The proportional abundance of classes across the 24 samples differed significantly between variable regions (Fig. 1a) although on average, this was due to only a few classes. Examining the dominant classes, V4-V5 proportions of Flavobacteria, OM190, Phycisphaerae, and Gammaproteobacteria were greater than those in V6-V8 and the proportions of Alphaproteobacteria and Deltaproteobacteria were lower in V4-V5 than in V6-V8 (Table S1, Supporting Information). The classes that were recognised by V6-V8 and not V4-V5 (Table S1, Supporting Information) each represented at most 0.08% of the community and therefore contributed little to the proportional differences in the dominant classes. However, the Shannon diversity index was similar between variable regions (V4-V5: 4.51, V6-V8: 4.38). Of the shared classes, the proportional abundances were significantly different (PERMANOVA: F1,46 = 10.6, P < 0.001). Variable region choice thus influenced perceived community composition but had less influence on the measured Shannon diversity index within a community.

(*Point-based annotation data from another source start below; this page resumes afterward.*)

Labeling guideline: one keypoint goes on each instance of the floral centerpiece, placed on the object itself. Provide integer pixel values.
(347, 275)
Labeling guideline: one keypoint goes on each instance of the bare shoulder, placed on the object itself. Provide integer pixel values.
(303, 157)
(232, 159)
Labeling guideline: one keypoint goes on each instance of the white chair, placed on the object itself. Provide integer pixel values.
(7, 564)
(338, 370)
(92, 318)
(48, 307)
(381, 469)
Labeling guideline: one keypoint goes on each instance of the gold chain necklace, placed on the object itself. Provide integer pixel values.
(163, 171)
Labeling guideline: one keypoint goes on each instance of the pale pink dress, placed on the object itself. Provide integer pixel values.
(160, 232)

The nMDS of bacteria taxa indicated clear distinction between variable regions as expected from the differences in community composition (Fig. 1b). Separation of the size fractions into two nMDSs (Figure S3) confirmed that within each size fraction the two variable regions formed distinct clusters, indicating dissimilarity. However, separation of the variable regions into two nMDSs (Figure S4) showed similar trends in beta diversity between variable regions. Variable region choice may thus not have greatly influenced perceived beta diversity in our samples.
DFA of variable regions on proportional class abundance of bacteria resulted in clear separation of variable region DFA scores (Fig. 1c). Leave-one-out cross validation was able to predict group (i.e. variable region) membership of each sample with 100% accuracy. The classes with the greatest weight in the DFA were Epsilonproteobacteria and Betaproteobacteria (Table S2, Supporting Information). The classes with the greatest weighting in the DFA were generally those with low proportional abundance. Overall, the DFA supported the results of differences in perceived community composition, as proportional abundance of classes differed enough to distinguish clearly between variable regions through DFA.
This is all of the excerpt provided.